The DCC will also coordinate quality-control checks of ICGC data. At its heart, Stein said, the ICGC initiative is an effort to ensure that cancer genome data in the public domain has been vetted in some way.
“The principle is that there is already a huge amount of variation between tumors, even in the same major tumor type. There’s great heterogeneity even within a single tumor itself. And we don’t want to confound that by contributing variation that’s due to which center analyzed it,” he said.
The details of the QC process are still under discussion, but Stein said there will be built-in quality-control tests at each center, such as ways to confirm that a specimen marked as “male” has Y-specific markers in the genome data.

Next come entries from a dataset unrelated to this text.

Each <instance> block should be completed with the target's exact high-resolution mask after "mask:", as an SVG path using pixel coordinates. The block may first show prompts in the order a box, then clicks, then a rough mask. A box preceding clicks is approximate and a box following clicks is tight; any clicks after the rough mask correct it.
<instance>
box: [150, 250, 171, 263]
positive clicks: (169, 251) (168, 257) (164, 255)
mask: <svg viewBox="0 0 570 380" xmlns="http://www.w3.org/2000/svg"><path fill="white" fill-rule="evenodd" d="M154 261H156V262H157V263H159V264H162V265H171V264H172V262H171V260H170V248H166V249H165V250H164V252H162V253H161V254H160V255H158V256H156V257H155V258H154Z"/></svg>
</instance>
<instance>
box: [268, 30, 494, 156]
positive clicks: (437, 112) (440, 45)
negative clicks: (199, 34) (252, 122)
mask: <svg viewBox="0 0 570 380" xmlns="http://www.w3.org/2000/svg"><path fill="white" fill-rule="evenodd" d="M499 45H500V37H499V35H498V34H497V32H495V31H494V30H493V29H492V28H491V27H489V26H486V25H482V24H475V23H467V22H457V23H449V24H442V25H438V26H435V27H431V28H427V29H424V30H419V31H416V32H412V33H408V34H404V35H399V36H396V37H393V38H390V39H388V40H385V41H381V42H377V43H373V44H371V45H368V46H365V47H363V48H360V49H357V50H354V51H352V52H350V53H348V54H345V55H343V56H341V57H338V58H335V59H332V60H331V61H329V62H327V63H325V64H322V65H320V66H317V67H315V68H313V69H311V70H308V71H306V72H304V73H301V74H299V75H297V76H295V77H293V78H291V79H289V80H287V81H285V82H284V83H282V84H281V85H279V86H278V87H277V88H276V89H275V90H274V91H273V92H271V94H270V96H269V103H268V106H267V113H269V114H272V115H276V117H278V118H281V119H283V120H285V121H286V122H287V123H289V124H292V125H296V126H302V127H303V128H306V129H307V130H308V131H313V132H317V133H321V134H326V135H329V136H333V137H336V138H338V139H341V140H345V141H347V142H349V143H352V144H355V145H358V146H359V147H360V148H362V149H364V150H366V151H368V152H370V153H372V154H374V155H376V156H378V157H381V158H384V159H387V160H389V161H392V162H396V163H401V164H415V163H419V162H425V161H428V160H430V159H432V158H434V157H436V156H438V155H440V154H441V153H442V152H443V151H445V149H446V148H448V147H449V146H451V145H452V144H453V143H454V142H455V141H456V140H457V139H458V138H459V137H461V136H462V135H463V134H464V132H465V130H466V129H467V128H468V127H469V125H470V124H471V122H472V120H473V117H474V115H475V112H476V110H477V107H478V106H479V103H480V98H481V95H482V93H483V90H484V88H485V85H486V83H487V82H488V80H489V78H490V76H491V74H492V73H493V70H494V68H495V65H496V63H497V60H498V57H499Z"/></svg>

In addition, he said, “there will be exercises in which the same specimen is analyzed by two different centers and the results are compared to see what the inter-center variation is, and there may well be a center that does nothing but QC and re-analyzes a certain percentage of the specimens that are done by other centers as a quality check.”
Stein stressed that the project “is very much in its early stages” and is likely to face a few speed bumps over the next 10 years. “I’m sure that we’ll look back at this five years from now, and a lot of our assumptions will have turned out to be wrong. So you can expect there to be a lot of mid-course corrections, both on the informatics side and on the wet lab side,” he said. “I’m expecting the unexpected.”